A majority of the U.S. listed Fortune 500 firms are following the U.S. Securities and Exchange Guidelines by providing some level of disclosure regarding cyber exposures, with more than half indicating their firms would face "serious harm" or be "adversely impacted" due to a cyber-attack, according to a recent report by Willis North America, a unit of Willis Group Holdings, a leading global risk advisor, insurance and reinsurance broker.
The Willis Fortune 500 Cyber Disclosure Report, 2013, published today, are the results of an effort launched last year to track organizations' response to SEC Guidance issued in October 2011, asking U.S. listed companies to provide extensive disclosure on their cyber exposures.
The report found that 88% of the Fortune 500 are following SEC Guidelines as of April 2013 and providing "some level" of disclosure regarding cyber exposures. However, some companies within particular industries that would seem to have exposures, were silent, Willis said. Among those silent were: an insurance company, a pharmaceutical company, a restaurant chain and a health care firm - "all of which would seem to have some level of cyber risk when compared to the disclosures of their peers," the report said.
The top three cyber risks identified by the Fortune 500 include:
- Loss of theft of confidential information (65%)
- Loss of reputation (50%)
- Direct loss from malicious acts (hackers, virus) (48% )
Commenting on the survey, Chris Keegan, Senior Vice President, National Resource E&O and e-risk, Willis North America and co-author of the report, said "Many of the results are not surprising as we know firms are actively taking steps to assess and mitigate their cyber risk, even if they have not been able to quantify a dollar amount associated with the risk."
"However, we also see some surprising results which suggests some firms may be overlooking critical exposures," Keegan said. "For example, only one out of five firms mention cyber-terror (20%) as a factor, despite the heightened emphasis on cyber-terror by the U.S. government. In addition, only one out of ten firms detailed cyber threats caused by the acts of outsourced vendors. This runs contrary to what we see in our day to day practice given the high frequency of cyber events stemming from outsourced vendors," he said.

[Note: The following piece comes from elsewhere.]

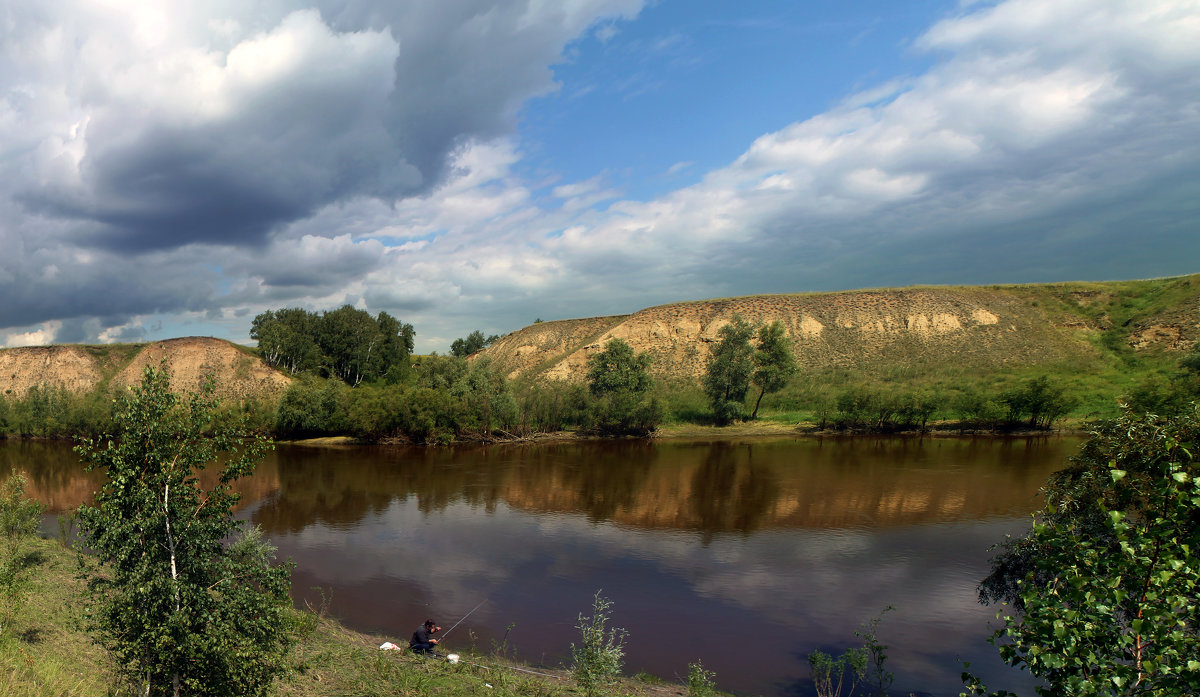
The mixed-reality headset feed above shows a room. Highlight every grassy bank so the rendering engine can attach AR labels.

When it comes to protection against cyber risk, only 6% of companies mentioned that they purchased insurance to cover cyber risks "even though recent market surveys are showing significantly higher take up rates for cyber insurance among public companies," Keegan said. Meanwhile 52% of firms referred to technical solutions they have in place, but a significant number (15%) also indicated they do not have the resources to protect themselves against critical attacks, the report said.

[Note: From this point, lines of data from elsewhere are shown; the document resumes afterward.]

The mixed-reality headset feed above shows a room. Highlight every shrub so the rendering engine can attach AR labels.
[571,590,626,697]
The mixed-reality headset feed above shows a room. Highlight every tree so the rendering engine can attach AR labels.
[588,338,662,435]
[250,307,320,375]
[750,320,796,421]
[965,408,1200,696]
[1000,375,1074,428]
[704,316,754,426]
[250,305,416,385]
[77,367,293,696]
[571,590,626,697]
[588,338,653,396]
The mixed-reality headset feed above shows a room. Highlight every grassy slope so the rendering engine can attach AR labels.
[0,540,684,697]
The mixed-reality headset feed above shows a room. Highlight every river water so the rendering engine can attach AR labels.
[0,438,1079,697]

Ann Longmore, Executive Vice President, FINEX, Willis North America and co-author of the report cautions about the other potential impacts of cyber risk, particularly on Directors and Officers Liability. "D&O liability risk may be heightened for companies that experience cyber breaches if cyber risk disclosures are deemed not to meet SEC standards and a significant loss were to occur. This may be especially true if peers have provided more detailed disclosure," she said.